We used to go on these drives and camping trips out into the wilderness . Some of the trips we would go on would get a little spooky.W e were on the way home from one camping trip, and we got stuck on this scarey little logging road in a flood and torrential rain. I remember being terrified as I thought the car we were in might get washed away into the river , but at the same time I was also thinking “I’ll take whatever comes. I’m in love. if I die, I’ll die happy with this person.”
The title song is about that and it is autobiographical. I turned it into a city setting instead of being out in the wilderness, but the characters in that song are in over their heads, but also in the same way completely resigned to whatever is thrown at them
If you can depict falling in love, in the sort of way that the Sweet Hereafter dream was, then maybe very possibly, like the characters in 'Reckless Burning’ you would be driving in the darkness and an old song like ‘Goodnight Irene’ would be on the radio. Like them also you might be watching your city burn down, but at the same though you would also be so enclosed in your own little reality that you just wouldn't care about any of that.
It’s a cliche to say “Oh, falling in love is scary”. It’s the reason why everyone is crazy on this planet. Trying to visualise what that feeling is like though is what I always go for for with my songwriting. We are trying to evoke in a more pastoral and a less direct way what those feelings feel like visually if you were to close your eyes and to dream them.
PB : The album makes a very strong use of the outdoor elements . The sun, water and and the sky all get referred to in the lyrics quite a lot. Did you write a lot of the songs when you were on those camping trips ?
JS : We did. Yes ! Major portions of the album were written when we were out in the wilderness. Phil would be off fishing, and I would sit around and play guitar and compose songs all day in these amazing spaces. Even if they were written back in our apartment, a lot of the songs evolved from that experience. We spent so much time going camping the woods were like my new home for a while. The empty space really helped me to get a lot of clarification. If you're sitting by the river, it's the best way to cleanse your mind against that constant drone of city noise. Things come just to you. It sounds hippy, but it is so true
PB : You're about to tour Europe, having largely stuck to the West Coast and to playing cities like Portland, Seattle, San Francisco and Berkeley. Who will be going out on the tour ? Will it be just you and Phil ?
JS : Yeah ! It's just the two of us.
PB : What can European audiences expect from these shows ?
JS : It’s funny. It used to scare the Hell out of me playing as a duo. We started out that way, but then I started to get really attached to the instrumentation with Anne Marie, and then again when the rhythm section joined .
Recently though we did a show up in Birmingham with just the two of us. I had so much fun and realised then that these songs absolutely work in any form. They can be conveyed in any way. The more stripped down they are the more true they are to their roots in some ways
That's the beauty of how we made the full record. We intended it to just be us at the beginning, and then other people slowly got on board, and I remember every time we'd add something to it, I kept asking myself if we were going to squash it. Of course, as time went on, I fell in love with everything we added.

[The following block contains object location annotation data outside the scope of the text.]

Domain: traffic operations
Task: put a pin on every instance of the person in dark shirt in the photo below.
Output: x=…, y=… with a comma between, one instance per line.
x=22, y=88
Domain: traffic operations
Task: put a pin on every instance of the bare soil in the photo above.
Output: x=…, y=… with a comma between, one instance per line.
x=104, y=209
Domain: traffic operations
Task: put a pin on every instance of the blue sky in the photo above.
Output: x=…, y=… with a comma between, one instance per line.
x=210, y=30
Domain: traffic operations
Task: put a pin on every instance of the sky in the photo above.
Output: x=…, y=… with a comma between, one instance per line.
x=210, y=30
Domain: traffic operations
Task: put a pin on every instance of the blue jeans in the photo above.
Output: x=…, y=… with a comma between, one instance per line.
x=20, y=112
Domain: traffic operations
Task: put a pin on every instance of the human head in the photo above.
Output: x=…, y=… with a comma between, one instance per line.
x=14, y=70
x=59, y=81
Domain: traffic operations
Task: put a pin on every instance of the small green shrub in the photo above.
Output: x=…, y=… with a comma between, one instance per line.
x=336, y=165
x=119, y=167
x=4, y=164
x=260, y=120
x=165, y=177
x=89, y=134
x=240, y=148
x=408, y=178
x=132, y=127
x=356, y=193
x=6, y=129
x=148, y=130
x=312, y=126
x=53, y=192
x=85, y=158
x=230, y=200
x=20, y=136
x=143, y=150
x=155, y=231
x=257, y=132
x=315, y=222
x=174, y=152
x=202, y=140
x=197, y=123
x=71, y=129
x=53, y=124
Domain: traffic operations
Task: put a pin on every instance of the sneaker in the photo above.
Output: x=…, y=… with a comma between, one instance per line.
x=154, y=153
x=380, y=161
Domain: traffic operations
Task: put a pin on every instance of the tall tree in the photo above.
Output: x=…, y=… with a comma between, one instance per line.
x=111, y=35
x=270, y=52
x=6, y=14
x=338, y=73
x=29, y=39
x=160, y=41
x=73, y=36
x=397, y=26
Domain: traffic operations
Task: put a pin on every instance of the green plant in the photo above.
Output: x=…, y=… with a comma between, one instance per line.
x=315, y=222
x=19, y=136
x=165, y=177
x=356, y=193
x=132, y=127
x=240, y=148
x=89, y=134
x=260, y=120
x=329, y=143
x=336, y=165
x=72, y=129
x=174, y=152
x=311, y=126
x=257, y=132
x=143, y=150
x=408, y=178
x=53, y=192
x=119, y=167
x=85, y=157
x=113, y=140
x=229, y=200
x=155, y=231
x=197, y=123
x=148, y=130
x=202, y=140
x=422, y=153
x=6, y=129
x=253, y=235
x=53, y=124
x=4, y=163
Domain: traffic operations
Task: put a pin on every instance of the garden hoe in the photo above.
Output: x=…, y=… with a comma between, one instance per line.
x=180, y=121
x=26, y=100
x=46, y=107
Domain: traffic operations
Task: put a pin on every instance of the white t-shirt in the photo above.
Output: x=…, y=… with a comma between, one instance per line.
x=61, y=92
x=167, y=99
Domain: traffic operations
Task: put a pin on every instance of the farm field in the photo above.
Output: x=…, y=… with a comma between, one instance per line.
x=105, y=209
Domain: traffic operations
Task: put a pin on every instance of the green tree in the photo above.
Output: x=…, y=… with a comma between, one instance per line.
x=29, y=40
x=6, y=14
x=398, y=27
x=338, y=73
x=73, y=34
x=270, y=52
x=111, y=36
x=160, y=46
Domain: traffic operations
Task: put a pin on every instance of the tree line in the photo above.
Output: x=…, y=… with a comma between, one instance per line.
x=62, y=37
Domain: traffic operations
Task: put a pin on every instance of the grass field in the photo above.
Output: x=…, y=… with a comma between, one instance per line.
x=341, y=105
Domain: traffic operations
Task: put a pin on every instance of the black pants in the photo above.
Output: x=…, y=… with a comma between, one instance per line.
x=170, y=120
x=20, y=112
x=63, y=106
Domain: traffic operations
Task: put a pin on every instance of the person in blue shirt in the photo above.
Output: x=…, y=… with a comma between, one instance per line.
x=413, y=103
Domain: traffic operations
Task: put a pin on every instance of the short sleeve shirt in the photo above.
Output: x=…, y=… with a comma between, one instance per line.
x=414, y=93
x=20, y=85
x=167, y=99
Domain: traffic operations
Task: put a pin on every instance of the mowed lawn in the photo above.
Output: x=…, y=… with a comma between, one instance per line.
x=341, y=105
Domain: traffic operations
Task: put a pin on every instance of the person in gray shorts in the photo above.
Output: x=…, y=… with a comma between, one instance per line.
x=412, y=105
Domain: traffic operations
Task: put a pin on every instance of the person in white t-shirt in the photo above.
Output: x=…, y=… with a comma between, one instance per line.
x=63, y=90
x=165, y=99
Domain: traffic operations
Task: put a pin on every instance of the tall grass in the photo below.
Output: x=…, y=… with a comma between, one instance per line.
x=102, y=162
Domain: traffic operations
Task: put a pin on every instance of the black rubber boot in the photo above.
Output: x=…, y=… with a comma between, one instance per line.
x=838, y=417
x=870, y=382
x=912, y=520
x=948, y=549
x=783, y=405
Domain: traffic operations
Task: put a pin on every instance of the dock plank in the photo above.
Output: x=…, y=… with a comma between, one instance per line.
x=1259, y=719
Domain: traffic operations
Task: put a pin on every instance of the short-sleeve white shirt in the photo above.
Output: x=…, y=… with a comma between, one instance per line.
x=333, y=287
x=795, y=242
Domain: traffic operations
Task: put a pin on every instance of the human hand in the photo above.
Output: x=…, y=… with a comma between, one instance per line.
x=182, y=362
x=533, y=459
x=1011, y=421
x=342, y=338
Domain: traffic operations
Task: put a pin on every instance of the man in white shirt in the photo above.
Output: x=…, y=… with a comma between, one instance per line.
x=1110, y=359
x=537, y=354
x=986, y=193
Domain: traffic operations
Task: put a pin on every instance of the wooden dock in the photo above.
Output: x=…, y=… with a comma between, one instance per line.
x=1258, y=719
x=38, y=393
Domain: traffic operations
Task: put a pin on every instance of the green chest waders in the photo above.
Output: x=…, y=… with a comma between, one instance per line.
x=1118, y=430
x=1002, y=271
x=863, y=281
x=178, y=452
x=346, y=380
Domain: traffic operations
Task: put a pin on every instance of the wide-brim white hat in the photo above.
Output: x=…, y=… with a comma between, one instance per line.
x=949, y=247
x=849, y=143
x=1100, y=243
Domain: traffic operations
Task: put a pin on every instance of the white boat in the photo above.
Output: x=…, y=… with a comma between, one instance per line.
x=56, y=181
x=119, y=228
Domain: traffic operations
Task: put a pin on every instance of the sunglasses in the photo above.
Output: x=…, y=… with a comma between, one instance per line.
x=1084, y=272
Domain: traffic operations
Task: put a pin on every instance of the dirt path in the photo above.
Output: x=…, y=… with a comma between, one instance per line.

Now though, because it is so costly to tour Europe, we are going back to square one.There is definitely a spacious quality to our gigs, and I think we have a really really strong harmony.
We did another show in Seattle as a duo. People were really responsive, and that kind of boosted my confidence We’re going to be playing over 30 shows in Europe so we should be able to get our chops down real good. Phil plays the electric guitar even when we are playing as duo There are going to be a lot of new songs that we are going to play that aren't on the record, and I think, therefore, that we should be able to pull it off and am really excited about it.